Having all the above information into account, the practitioner will make the diagnosis and proceed with the Acupuncture Treatment, which will consist of the gentle insertion of 3 to 6 single-use sterile needles. It may also involve the use of moxibustion (the burning of a medical herb either directly on the body or indirectly from an inch or so away). Needles will stay for about 20 minutes, and the final removal of the needles is usually painless. To check the side effects of Acupuncture, please click here. How deep do the needles go? In general, the depth will depend on the area and the body constitution of the patient. Needles on the belly will go deeper than needles on the skull, and skinny patients will have thinner and shorter needles. Some specific points will need to go deeper, but there is no need to worry about that. In most cases, the deeper it goes, the less you feel it.




During the consultation


Consultation time is your time!
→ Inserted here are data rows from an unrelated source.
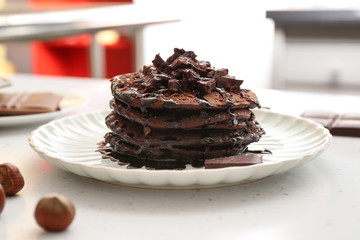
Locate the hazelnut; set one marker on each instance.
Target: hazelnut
(11, 178)
(54, 212)
(2, 198)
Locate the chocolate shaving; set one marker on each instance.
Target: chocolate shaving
(183, 72)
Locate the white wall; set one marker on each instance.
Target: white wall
(231, 34)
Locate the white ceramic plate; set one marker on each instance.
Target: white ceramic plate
(71, 143)
(67, 105)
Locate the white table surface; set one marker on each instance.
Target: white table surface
(319, 200)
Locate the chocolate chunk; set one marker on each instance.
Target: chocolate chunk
(160, 64)
(228, 82)
(184, 84)
(180, 62)
(161, 77)
(190, 54)
(205, 85)
(232, 161)
(191, 75)
(221, 72)
(174, 85)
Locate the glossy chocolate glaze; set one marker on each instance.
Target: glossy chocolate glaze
(177, 112)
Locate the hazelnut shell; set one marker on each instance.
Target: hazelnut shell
(11, 178)
(54, 212)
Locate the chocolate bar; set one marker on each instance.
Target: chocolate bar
(338, 124)
(28, 103)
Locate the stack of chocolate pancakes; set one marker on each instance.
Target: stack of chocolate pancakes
(179, 111)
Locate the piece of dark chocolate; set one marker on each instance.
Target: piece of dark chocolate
(160, 64)
(232, 161)
(221, 72)
(174, 85)
(228, 82)
(205, 85)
You can enjoy it relaxing in a safe and quiet environment, having a casual chat with the practitioner or feeding your curiosity with questions.




After the consultation


Every consultation is followed by advice about aftercare. The practitioner loves supporting patients in caring for themselves to improve and maintain their health and wellbeing. He will use visuals or models (where possible) to explain your concerns from the Chinese point of view in a way you can understand, helping you to take control of your health. He will also consider the contributions of other health and care professionals to optimise your care when necessary. We treat your details confidentially. You can rest assured that what you tell us always remains confidential.